The dipole moment of a circular loop carrying a current $I$ , is $m$ and the magnetic field at the centre of the loop is ${B_1}$. When the dipole moment is doubled by keeping the current constant, the magnetic field at the centre of the loop is ${B_2}$. The ratio $\dfrac{{{B_1}}}{{{B_2}}}$ is:
(A) $\sqrt 2 $
(B) $\dfrac{1}{{\sqrt 2 }}$
(C) $2$
(D) $\sqrt 3 $

Answer 1

Hint: To solve this question, we have to find the radius when the dipole moment is doubled keeping the current constant. After finding the radius we can use the new radius in the formulae of magnetic field around a current carrying loop and then we can find the ratio of the magnetic field at the centre of the loop with initial radius to that of the new radius.

Formula Used:
Magnitude of a Dipole moment of a circular loop is given as,
$m = IA$
Where $m$is the dipole moment, $I$ is the current in that loop and $A$ is the given area.
Magnetic field for a current carrying loop is given as,
$B = \dfrac{{{\mu _0}I}}{{2\pi R}}$
Where ${\mu _0}$ is the permeability in free space, $I$ is the current in that loop, $R$ is the radius of the loop and $B$is the magnetic field of the loop at the centre.

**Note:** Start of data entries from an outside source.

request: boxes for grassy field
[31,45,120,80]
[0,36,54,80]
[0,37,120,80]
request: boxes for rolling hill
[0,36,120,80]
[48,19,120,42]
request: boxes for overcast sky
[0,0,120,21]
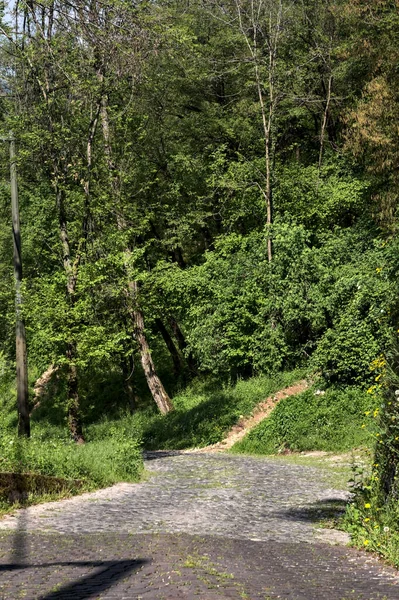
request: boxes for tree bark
[129,281,173,414]
[169,317,198,375]
[155,319,184,377]
[100,94,173,414]
[56,181,84,444]
[122,355,138,414]
[10,134,30,437]
[66,342,85,444]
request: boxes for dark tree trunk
[56,185,84,444]
[129,281,173,414]
[155,319,184,377]
[67,344,85,444]
[169,317,198,375]
[122,355,138,414]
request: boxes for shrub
[232,388,375,454]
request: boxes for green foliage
[0,434,142,487]
[134,371,303,450]
[232,388,375,454]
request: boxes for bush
[232,388,375,454]
[137,371,304,450]
[0,426,143,487]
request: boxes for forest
[0,0,399,564]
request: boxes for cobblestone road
[0,453,399,600]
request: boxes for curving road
[0,452,399,600]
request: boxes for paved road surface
[0,452,399,600]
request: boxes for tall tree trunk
[122,355,138,414]
[66,343,85,444]
[10,134,30,437]
[129,281,173,414]
[155,319,184,377]
[56,181,84,444]
[100,94,173,414]
[169,317,198,375]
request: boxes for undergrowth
[231,388,375,454]
[130,370,304,450]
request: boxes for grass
[129,370,304,450]
[231,388,375,454]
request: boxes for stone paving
[0,452,399,600]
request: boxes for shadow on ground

Complete step by step answer:
In the question the magnitude of magnetic dipole moment of the loop is given as $m$.
But dipole moment is given as,
$m = IA$
Here $A = \pi {R^2}$
$ \Rightarrow m = I\pi {R^2}$
$ \Rightarrow R = \sqrt {\dfrac{m}{{I\pi }}} $
Let the new dipole moment be ${m_r}$. It’s given that the new dipole is twice the dipole at $R$ and the current is the same.
$ \Rightarrow {m_r} = {I_r}\pi R_r^2$
$ \Rightarrow 2{m_{}} = I\pi R_r^2$
$ \Rightarrow {R_r} = \sqrt {\dfrac{{2m}}{{I\pi }}} = \sqrt 2 \times R$
So the radius for the new dipole will be $\sqrt 2 R$.
We already know the formulae for magnetic field for a current carrying loop i.e.
$B = \dfrac{{{\mu _0}I}}{{2\pi R}}$
Where ${\mu _0}$ is the permeability in free space, $I$ is the current in that loop, $R$ is the radius of the loop and $B$ is the magnetic field of the loop at the centre.
$ \Rightarrow $ $B$ is inversely proportional to $R$
So $\dfrac{{{B_1}}}{{{B_2}}} = \dfrac{{{R_2}}}{{{R_1}}}$
$ \Rightarrow \dfrac{{{B_1}}}{{{B_2}}} = \dfrac{{\sqrt 2 {R_1}}}{{{R_1}}} = \sqrt 2 $

Hence, the correct option is (A).

Note: In a current carrying loop, whenever the current is kept constant and the distance is varied, the magnetic field changes. It increases with decrease in the radius and decreases with increase in radius. This implies that the magnetic field is maximum at the centre and keeps on decreasing as the distance is increased.